F20 Self Contained Change: Snapshot and Rollback Tool

= Proposed Self Contained Change: Snapshot and Rollback Tool =
<a href="" title=""></a>

Change owner(s): Stephen Gallagher < ... at redhat dot com>, Colin Walters
< ... at redhat dot com>

With the advent of thinly-provisioned LVM pools, it has become possible for us
to implement full-system LVM snapshotting for recording rollback points. We
are planning to support this for yum updates and eventually fedup upgrades
going forwards. This change request notes the addition of new tools provided
by the roller-derby project to present an interface and a CLI for managing and
initiating rollbacks.

== Detailed description ==
The roller-derby project will be providing a library and a CLI for creating,
labeling and managing LVM snapshots (plus non-LVM backups of /boot), oriented
primarily towards rpm-managed data, but useful beyond that. The yum plugin
"yum-plugin-fs-snapshot" will be updated to consume this library and save the
system state in a compatible format. The roller-derby CLI tool will provide an
interactive and scriptable interface for manipulating these snapshots and
determining when to remove older ones. It will also allow the tagging of
snapshots as "known-good", to be skipped when automatically-trimming for
space. The roller-derby project will likely provide a small daemon to keep
track of the available space in the LVM pool to proactively clean up snapshots
before the system runs out of space.

In order to prevent "loss" of data when rebooting into an snapshot, the
roller-derby CLI will allow saving a snapshot of the current state before
rolling back and will provide tools to allow mounting of that current state to
recover changes that have occurred since the rollback point.

== Scope ==
The scope of this project is the completion of the initial release of the
roller-derby project and the inclusion of thinly-provisioned LVM as an option
in the Anaconda installer [1].

Proposal owners: We need to complete the roller-derby project. Other than the
Anaconda change referenced above, all dependencies are available in Fedora

Other developers: OS Installer Support for LVM Thin Provisioning
Release engineering: N/A (not a System Wide Change)
Policies and guidelines: N/A (not a System Wide Change)
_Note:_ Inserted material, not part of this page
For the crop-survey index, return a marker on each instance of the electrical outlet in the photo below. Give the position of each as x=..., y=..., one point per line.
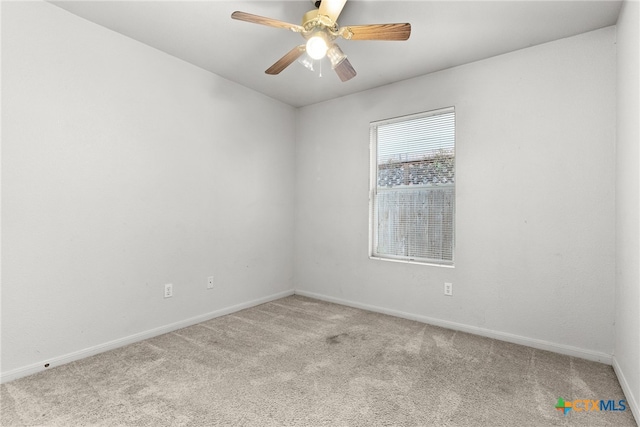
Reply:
x=448, y=289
[1] <a href="" title=""></a>


Re: F20 Self Contained Change: Snapshot and Rollback Tool

By orion at 03/06/2014 - 19:27

On 07/17/2013 04:39 AM, Jaroslav Reznik wrote:

I this project dead? I'm casting about to tools to manage lvm snapshots and
roller-derby sounded promising. Any other tools out there?

Re: F20 Self Contained Change: Snapshot and Rollback Tool

By Chris Murphy at 03/06/2014 - 19:52

There's a recent snapshot/rollback thread on the desktop list that relates to this. LVM thin provisioning support is in the Fedora 20 installer (it fails to produce a bootable system, the post-install fix for which is listed in Fedora 20 common bugs).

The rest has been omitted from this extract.